The procedure then tells us that the spring constant of the upper springs needs to be computed first because “The upper springs are necessary to provide positive gaps, so their stiffness should be minimal to provide undisplaced operation the springs in the whole range of gap adjustment.” This is another way of saying that the springs shouldn’t compress flat during operation, and probably shouldn’t go into tension as well since they’re designed for compression.

They then tell us that the upper spring constant is computed by the equation (using our notation) $k_{{u}}={\frac {ka+M_{{1}}{\it g_c}}{A}}$ (3)

where ku is the upper spring constant, a is the half-amplitude of the system, gc is the gravitational constant, and A is another constant defined as follows: ${\frac {\alpha\,F}{M_{{1}}{\omega_{{3}}}^{2}}}$ (4)

where F is the dynamic force.

Noting that $F = K{\omega_{{3}}}^{2}$ (5)

where K is the eccentric moment (we discussed this in an earlier post) and $a_0 = \frac{K}{M}$ (6)

where a0 is the theoretical half-amplitude, the spring constant equation becomes $k_{{u}}={\frac {ka+M_{{1}}{\it gc}}{\alpha\,a_{{0}}}}$ (7)

We have two amplitudes here: a0, which is the theoretical, “free-hanging” amplitude of the system, and a, which is modified by the frequency ratio i as follows: $a=a_{{0}}\left (1-1/4\,{i}^{-2}\right )^{-1}$ (8)

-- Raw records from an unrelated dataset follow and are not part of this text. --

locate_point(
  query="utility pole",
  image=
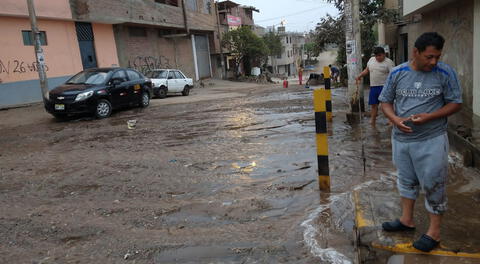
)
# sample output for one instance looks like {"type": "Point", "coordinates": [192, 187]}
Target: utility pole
{"type": "Point", "coordinates": [354, 54]}
{"type": "Point", "coordinates": [38, 51]}
{"type": "Point", "coordinates": [222, 56]}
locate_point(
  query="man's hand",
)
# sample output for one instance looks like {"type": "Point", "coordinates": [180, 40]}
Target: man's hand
{"type": "Point", "coordinates": [400, 123]}
{"type": "Point", "coordinates": [357, 80]}
{"type": "Point", "coordinates": [422, 118]}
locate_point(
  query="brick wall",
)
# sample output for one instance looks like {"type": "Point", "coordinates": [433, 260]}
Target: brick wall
{"type": "Point", "coordinates": [152, 51]}
{"type": "Point", "coordinates": [145, 12]}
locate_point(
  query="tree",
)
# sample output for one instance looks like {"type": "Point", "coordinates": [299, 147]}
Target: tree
{"type": "Point", "coordinates": [332, 29]}
{"type": "Point", "coordinates": [245, 47]}
{"type": "Point", "coordinates": [274, 44]}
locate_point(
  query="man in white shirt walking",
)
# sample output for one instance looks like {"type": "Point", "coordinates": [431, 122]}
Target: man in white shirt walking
{"type": "Point", "coordinates": [379, 67]}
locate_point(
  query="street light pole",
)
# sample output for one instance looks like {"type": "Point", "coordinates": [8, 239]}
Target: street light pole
{"type": "Point", "coordinates": [354, 53]}
{"type": "Point", "coordinates": [38, 51]}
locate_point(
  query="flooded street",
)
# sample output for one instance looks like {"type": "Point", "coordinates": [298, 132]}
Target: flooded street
{"type": "Point", "coordinates": [232, 180]}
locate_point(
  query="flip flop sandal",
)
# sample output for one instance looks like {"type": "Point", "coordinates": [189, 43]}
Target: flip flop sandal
{"type": "Point", "coordinates": [425, 243]}
{"type": "Point", "coordinates": [395, 226]}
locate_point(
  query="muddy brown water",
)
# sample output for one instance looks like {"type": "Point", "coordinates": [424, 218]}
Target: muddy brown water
{"type": "Point", "coordinates": [222, 181]}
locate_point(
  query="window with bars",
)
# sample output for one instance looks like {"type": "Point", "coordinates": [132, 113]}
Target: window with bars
{"type": "Point", "coordinates": [207, 7]}
{"type": "Point", "coordinates": [137, 32]}
{"type": "Point", "coordinates": [167, 2]}
{"type": "Point", "coordinates": [191, 5]}
{"type": "Point", "coordinates": [29, 40]}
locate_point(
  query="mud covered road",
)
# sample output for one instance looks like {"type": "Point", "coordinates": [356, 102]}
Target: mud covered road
{"type": "Point", "coordinates": [228, 178]}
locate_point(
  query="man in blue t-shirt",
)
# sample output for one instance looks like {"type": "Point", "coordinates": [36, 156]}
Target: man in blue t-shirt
{"type": "Point", "coordinates": [418, 97]}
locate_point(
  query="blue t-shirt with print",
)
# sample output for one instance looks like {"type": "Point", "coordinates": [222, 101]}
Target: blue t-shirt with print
{"type": "Point", "coordinates": [415, 92]}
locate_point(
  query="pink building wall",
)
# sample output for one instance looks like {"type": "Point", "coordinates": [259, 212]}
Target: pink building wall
{"type": "Point", "coordinates": [105, 47]}
{"type": "Point", "coordinates": [62, 53]}
{"type": "Point", "coordinates": [57, 9]}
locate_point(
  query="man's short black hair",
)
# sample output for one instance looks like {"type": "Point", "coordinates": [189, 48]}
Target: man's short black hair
{"type": "Point", "coordinates": [429, 39]}
{"type": "Point", "coordinates": [378, 51]}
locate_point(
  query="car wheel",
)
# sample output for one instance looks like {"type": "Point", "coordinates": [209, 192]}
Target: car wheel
{"type": "Point", "coordinates": [145, 99]}
{"type": "Point", "coordinates": [60, 117]}
{"type": "Point", "coordinates": [162, 92]}
{"type": "Point", "coordinates": [103, 109]}
{"type": "Point", "coordinates": [186, 91]}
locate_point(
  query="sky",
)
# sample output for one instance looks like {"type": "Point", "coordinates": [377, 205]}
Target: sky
{"type": "Point", "coordinates": [300, 15]}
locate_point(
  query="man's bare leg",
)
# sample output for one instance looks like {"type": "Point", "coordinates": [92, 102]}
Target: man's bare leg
{"type": "Point", "coordinates": [407, 212]}
{"type": "Point", "coordinates": [373, 116]}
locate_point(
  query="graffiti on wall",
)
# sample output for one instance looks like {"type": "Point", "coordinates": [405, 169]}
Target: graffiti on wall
{"type": "Point", "coordinates": [148, 63]}
{"type": "Point", "coordinates": [18, 67]}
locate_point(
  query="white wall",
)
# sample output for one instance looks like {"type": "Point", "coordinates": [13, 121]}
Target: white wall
{"type": "Point", "coordinates": [476, 60]}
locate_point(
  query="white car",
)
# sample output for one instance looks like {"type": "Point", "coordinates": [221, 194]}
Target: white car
{"type": "Point", "coordinates": [167, 81]}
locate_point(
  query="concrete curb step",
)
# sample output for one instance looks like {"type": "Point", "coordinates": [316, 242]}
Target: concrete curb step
{"type": "Point", "coordinates": [377, 246]}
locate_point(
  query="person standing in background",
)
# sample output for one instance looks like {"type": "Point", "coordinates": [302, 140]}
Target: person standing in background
{"type": "Point", "coordinates": [379, 67]}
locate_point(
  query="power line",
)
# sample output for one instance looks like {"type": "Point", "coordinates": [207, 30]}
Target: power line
{"type": "Point", "coordinates": [291, 14]}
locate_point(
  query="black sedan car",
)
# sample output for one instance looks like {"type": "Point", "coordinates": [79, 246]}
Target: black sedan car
{"type": "Point", "coordinates": [99, 91]}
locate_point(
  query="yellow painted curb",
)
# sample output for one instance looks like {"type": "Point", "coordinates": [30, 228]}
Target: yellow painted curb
{"type": "Point", "coordinates": [408, 248]}
{"type": "Point", "coordinates": [360, 220]}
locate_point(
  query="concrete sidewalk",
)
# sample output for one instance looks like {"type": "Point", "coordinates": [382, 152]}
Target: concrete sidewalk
{"type": "Point", "coordinates": [464, 134]}
{"type": "Point", "coordinates": [460, 230]}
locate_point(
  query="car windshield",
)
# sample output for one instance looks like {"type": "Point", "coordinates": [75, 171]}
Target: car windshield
{"type": "Point", "coordinates": [89, 77]}
{"type": "Point", "coordinates": [157, 74]}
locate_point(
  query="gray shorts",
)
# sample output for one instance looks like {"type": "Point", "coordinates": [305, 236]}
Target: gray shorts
{"type": "Point", "coordinates": [423, 164]}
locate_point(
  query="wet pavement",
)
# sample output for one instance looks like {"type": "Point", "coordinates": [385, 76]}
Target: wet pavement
{"type": "Point", "coordinates": [207, 180]}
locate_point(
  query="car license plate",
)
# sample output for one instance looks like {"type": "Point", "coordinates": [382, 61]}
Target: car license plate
{"type": "Point", "coordinates": [59, 107]}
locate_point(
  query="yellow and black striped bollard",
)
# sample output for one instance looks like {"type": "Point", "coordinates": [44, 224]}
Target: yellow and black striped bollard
{"type": "Point", "coordinates": [319, 99]}
{"type": "Point", "coordinates": [328, 86]}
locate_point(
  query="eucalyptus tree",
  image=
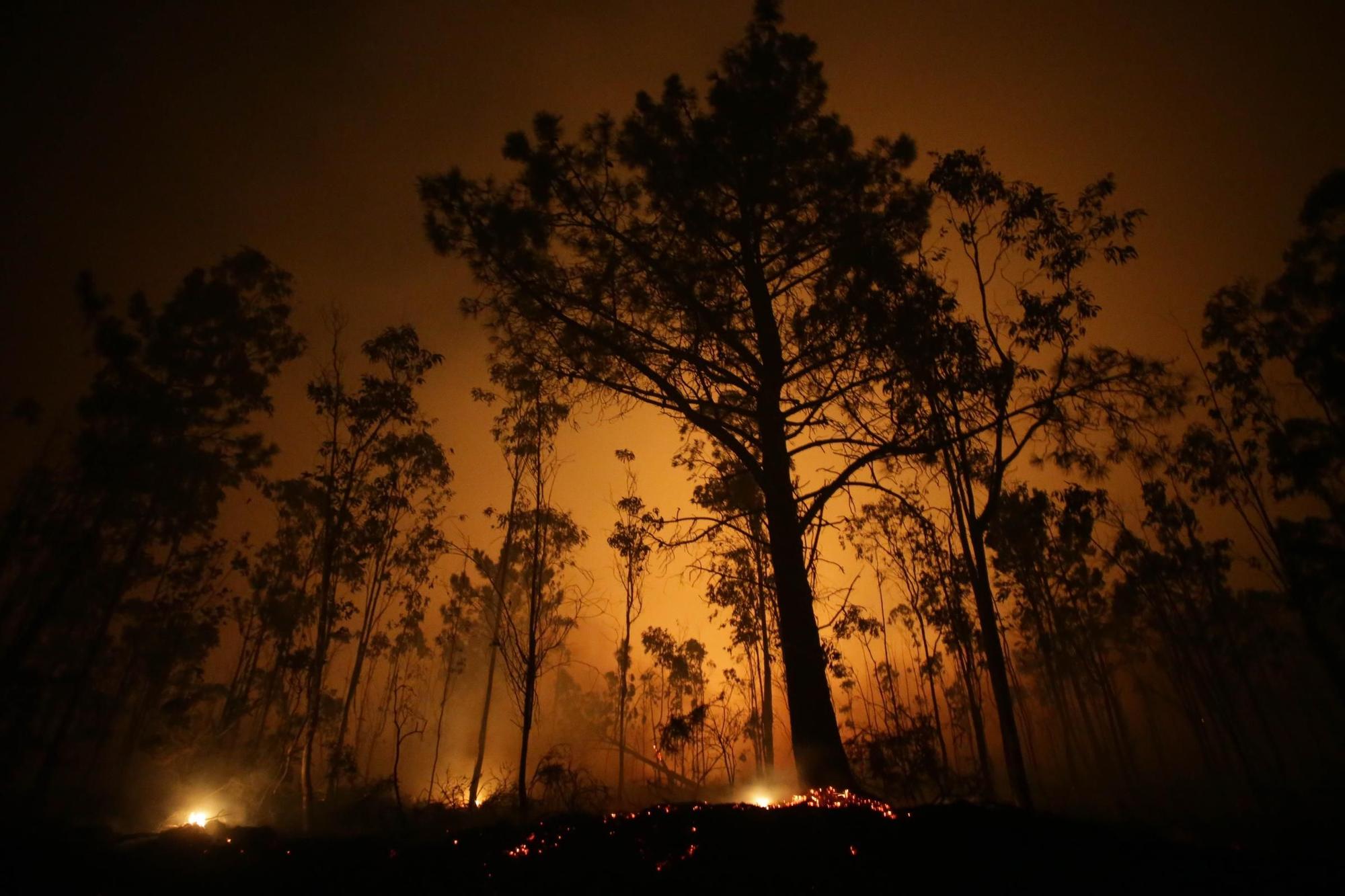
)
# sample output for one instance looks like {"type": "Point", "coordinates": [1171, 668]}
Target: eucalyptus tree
{"type": "Point", "coordinates": [399, 541]}
{"type": "Point", "coordinates": [1273, 447]}
{"type": "Point", "coordinates": [631, 540]}
{"type": "Point", "coordinates": [726, 260]}
{"type": "Point", "coordinates": [1026, 384]}
{"type": "Point", "coordinates": [163, 434]}
{"type": "Point", "coordinates": [364, 427]}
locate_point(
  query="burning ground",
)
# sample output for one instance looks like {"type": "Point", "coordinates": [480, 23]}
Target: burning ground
{"type": "Point", "coordinates": [825, 841]}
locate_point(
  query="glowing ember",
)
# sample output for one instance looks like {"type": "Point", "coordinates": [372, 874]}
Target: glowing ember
{"type": "Point", "coordinates": [828, 798]}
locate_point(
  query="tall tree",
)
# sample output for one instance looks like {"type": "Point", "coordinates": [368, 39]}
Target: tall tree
{"type": "Point", "coordinates": [722, 261]}
{"type": "Point", "coordinates": [1274, 444]}
{"type": "Point", "coordinates": [1026, 384]}
{"type": "Point", "coordinates": [631, 541]}
{"type": "Point", "coordinates": [361, 427]}
{"type": "Point", "coordinates": [165, 432]}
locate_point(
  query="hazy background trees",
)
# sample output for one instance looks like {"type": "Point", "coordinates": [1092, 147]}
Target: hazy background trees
{"type": "Point", "coordinates": [1061, 584]}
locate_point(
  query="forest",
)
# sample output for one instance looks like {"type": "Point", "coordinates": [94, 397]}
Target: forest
{"type": "Point", "coordinates": [935, 541]}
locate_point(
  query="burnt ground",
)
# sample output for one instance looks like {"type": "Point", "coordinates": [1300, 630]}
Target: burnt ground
{"type": "Point", "coordinates": [670, 849]}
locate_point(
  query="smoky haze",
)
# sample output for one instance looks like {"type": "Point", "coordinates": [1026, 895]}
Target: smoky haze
{"type": "Point", "coordinates": [151, 139]}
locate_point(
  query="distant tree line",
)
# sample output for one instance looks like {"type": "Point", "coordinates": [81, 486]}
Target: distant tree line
{"type": "Point", "coordinates": [1086, 579]}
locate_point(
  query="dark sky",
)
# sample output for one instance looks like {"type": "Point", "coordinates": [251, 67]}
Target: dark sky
{"type": "Point", "coordinates": [143, 139]}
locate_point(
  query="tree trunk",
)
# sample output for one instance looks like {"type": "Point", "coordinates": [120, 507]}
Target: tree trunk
{"type": "Point", "coordinates": [997, 667]}
{"type": "Point", "coordinates": [763, 623]}
{"type": "Point", "coordinates": [501, 584]}
{"type": "Point", "coordinates": [818, 754]}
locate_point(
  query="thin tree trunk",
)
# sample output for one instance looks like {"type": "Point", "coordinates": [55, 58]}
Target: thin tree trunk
{"type": "Point", "coordinates": [501, 584]}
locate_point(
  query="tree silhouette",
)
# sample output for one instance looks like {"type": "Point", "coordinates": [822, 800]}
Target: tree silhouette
{"type": "Point", "coordinates": [165, 432]}
{"type": "Point", "coordinates": [723, 261]}
{"type": "Point", "coordinates": [1276, 407]}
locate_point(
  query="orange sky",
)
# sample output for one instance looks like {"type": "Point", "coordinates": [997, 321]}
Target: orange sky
{"type": "Point", "coordinates": [155, 138]}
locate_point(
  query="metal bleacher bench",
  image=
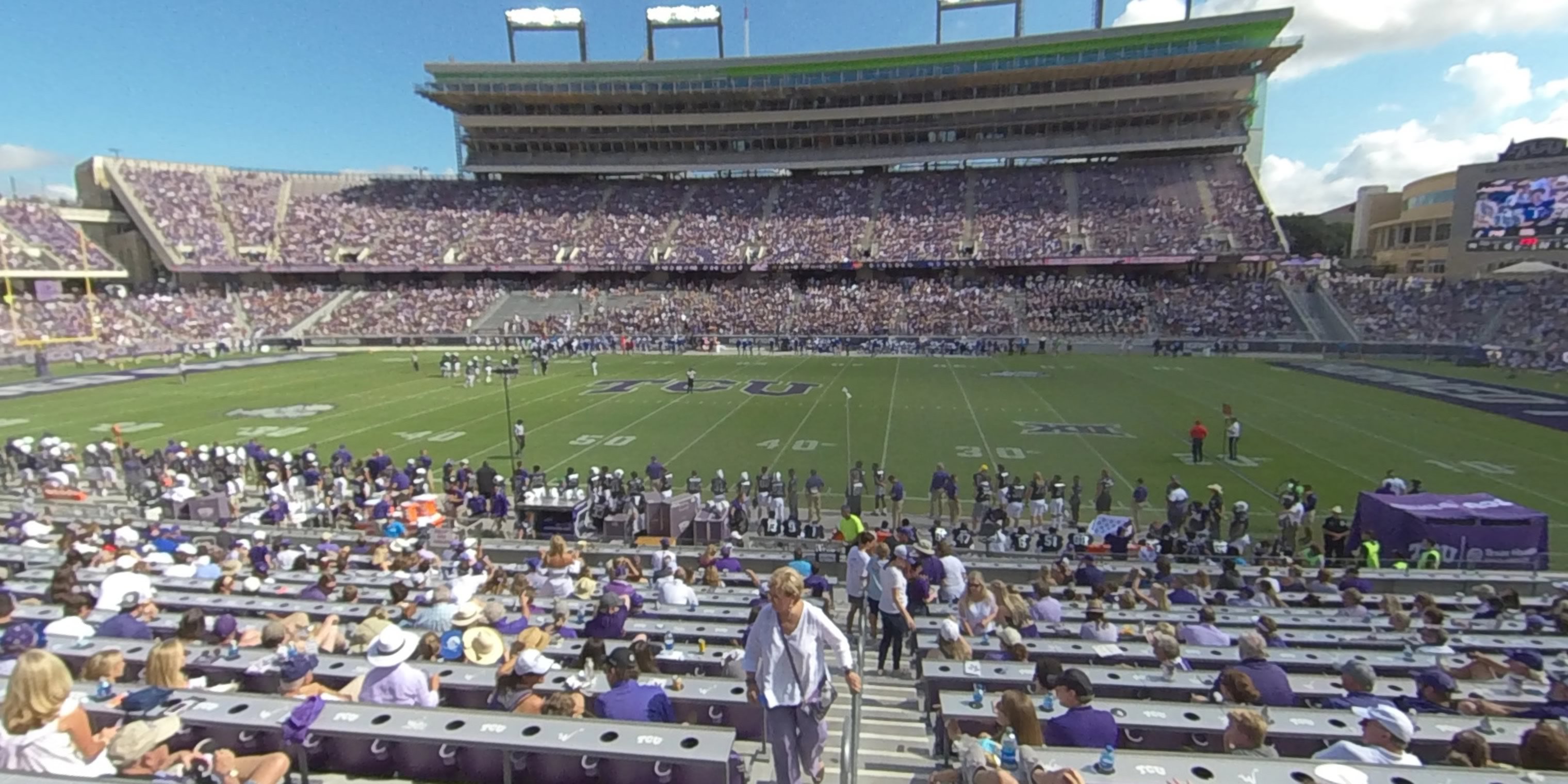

From Equation (6) a0 = 0.00755 m, and from Equation (8) a = 0.00805 m. At this point we’re left with α, which is described as the “number of vibrations of the ram” (?) and the “…coefficient which depends upon i and R’. Hammer coefficient of velocity recovery may be increased up to R’ = 0.2. In this case α = 7.1.” How they came up with this is unclear. If we assume this amplification factor to be true, and substituting that and everything else into Equation (7), we have ku = 191,439 N/m.

At this point we have a potentially more serious problem: in order to obtain the lower spring constant kl, ku is subtracted from k. Inspection of the diagram above will show that the springs are in fact in series, thus the relationships between the constants is $k=\left ({k_{{u}}}^{-1}+{k_{{l}}}^{-1}\right )^{-1}$ (9)

Substituting yields kl = -317,362 N/m, which is close to the solution given but opposite sign. One way of justifying the sign is by noting that the lower spring acts oppositely from its upper counterpart. In any case somehow they have managed to “land on all fours” with this calculation but it is not clear how this happened.

As far as the calculations for the springs themselves are concerned, they used a handbook for this purpose. The reader is referred to our post Analysis of Springs with Circular Cross Section to discuss the method described by Russian engineer Belyaev.